Este miércoles se cumplen tres años de la desaparición de José Gabriel «Pepe» Ferreyra, el marinero de 39 años que cayó al mar desde el buque pesquero «Nuevo Viento» el 15 de julio de 2023, a la salida de la boca del Golfo Nuevo.
Su cuerpo nunca fue hallado y la causa judicial, radicada en el Juzgado Federal N°2 de Rawson, a cargo de Gustavo Lleral, que no logró avanzar en el esclarecimiento de las circunstancias que rodearon el hecho.
Ferreyra, oriundo de Necochea, se embarcó en el «Nuevo Viento», un fresquero de altura de 23 metros de eslora, con puerto de asiento en Mar del Plata, para participar de la temporada de pesca de langostino. El buque había zarpado la noche anterior desde Puerto Madryn rumbo a la zona de pesca; participaba de la temporada de pesca de langostino de aguas nacionales.
Según relató la tripulación a la Prefectura Naval Argentina, Ferreyra fue visto por última vez alrededor de las seis de la mañana del sábado 15 de julio, durante el desayuno. Horas más tarde, cuando la tripulación se reunió para el almuerzo, notaron su ausencia. La búsqueda dentro del buque no arrojó resultados y el capitán dio aviso a las autoridades marítimas, que presumieron que el marinero había caído al agua, y se estima que ocurrió a la altura de Punta Ninfas.
En aquel momento, se desplegó un amplio operativo de búsqueda y rescate coordinado desde el Centro de Gestión de Tráfico Marítimo de Comodoro Rivadavia, con un avión de la Armada, un helicóptero, el guardacostas «Prefecto Derbes» y más de treinta buques pesqueros que operaban en la zona. Pese a la magnitud del rastrillaje, que se extendió varios días bajo condiciones de fuerte viento y oleaje, no se encontraron rastros del marinero.
El caso de Ferreyra no fue un hecho aislado para el «Nuevo Viento». En 2020, otro tripulante, Matías Luri, había desaparecido en circunstancias similares a bordo de la misma embarcación, también sin que su cuerpo fuera hallado ni se esclarecieran los motivos. La repetición de casos en el mismo buque encendió alarmas sobre las condiciones de seguridad laboral en la pesca de altura, un sector donde organizaciones como el colectivo «Ningún Hundimiento Más» vienen denunciando desde hace años la precariedad de los elementos de seguridad a bordo.
Tras la desaparición, la Justicia Federal de Rawson ordenó el regreso a puerto del «Nuevo Viento» para tomar declaración testimonial de la tripulación. Sin embargo, tres años después, la causa no logró establecer con precisión cómo y por qué Ferreyra cayó al mar. Nadie de la tripulación afirmó haber presenciado el momento de la caída, lo que, según coincidieron distintas fuentes consultadas en su momento, complicó desde el inicio la investigación judicial.
Familiares y allegados denunciaron además la escasa comunicación por parte de la empresa armadora tras el hecho, y reclamaron públicamente que no se detuviera la investigación.
En paralelo a la causa penal, la familia de Ferreyra inició una demanda civil contra la empresa armadora y la aseguradora del buque, que tramita en el Juzgado Federal N°4 de Mar del Plata. El reclamo sostiene que se trató de un accidente de trabajo ocurrido por deficiencias en las medidas de seguridad a bordo, y que la responsabilidad recae sobre el empleador. Según trascendió, la víctima además percibía una parte de su salario de manera no registrada, una irregularidad que, de acuerdo a los abogados de la familia, es una práctica extendida en el sector.
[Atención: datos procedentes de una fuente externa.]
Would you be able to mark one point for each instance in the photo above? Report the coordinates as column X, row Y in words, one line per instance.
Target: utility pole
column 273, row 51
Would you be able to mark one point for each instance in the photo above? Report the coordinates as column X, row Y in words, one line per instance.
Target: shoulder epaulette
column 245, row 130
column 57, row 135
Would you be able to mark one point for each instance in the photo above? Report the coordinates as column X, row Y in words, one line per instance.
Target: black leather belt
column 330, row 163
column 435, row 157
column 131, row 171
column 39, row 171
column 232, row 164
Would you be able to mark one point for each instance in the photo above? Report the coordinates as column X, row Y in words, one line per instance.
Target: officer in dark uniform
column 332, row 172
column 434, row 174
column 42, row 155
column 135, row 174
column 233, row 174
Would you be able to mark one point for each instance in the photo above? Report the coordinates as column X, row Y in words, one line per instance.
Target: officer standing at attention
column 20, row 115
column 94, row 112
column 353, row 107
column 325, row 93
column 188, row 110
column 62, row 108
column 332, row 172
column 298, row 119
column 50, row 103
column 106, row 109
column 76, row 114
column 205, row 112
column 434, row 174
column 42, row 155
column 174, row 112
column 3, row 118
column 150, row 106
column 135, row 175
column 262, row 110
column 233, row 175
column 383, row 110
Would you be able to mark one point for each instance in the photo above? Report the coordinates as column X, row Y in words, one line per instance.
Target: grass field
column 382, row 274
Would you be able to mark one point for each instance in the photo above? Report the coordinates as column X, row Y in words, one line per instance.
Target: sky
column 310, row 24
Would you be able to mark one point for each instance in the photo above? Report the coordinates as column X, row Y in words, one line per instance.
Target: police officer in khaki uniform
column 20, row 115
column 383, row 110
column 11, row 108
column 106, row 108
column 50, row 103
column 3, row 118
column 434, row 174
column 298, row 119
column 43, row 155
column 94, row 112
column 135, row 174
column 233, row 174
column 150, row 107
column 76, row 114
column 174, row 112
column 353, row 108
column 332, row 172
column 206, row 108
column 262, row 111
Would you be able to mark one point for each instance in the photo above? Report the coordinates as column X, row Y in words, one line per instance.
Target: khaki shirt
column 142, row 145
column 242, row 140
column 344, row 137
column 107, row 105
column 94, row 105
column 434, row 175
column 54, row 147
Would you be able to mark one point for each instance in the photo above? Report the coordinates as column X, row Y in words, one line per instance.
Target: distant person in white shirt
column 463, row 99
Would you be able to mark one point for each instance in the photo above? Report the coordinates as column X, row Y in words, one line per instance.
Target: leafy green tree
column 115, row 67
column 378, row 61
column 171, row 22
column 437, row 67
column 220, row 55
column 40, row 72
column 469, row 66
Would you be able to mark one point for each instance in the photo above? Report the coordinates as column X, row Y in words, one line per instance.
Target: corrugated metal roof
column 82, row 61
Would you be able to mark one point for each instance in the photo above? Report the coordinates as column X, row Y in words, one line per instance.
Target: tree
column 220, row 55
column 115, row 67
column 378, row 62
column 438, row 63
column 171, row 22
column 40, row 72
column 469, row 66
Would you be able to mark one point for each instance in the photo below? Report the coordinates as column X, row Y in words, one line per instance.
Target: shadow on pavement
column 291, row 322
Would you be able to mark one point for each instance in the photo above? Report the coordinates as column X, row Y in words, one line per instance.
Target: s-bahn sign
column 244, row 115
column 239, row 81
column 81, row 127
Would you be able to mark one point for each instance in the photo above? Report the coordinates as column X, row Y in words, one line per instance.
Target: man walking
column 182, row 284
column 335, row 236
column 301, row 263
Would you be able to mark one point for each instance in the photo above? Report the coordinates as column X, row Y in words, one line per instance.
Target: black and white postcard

El caso de Ferreyra se inscribe en una serie de tragedias marítimas en la flota pesquera argentina que, según denuncian organizaciones de familiares de víctimas, comparten un mismo patrón: causas judiciales que avanzan con extrema lentitud y ausencia de condenas. Mientras tanto, la familia de «Pepe» Ferreyra continúa esperando respuestas que, a tres años del hecho, todavía no llegaron.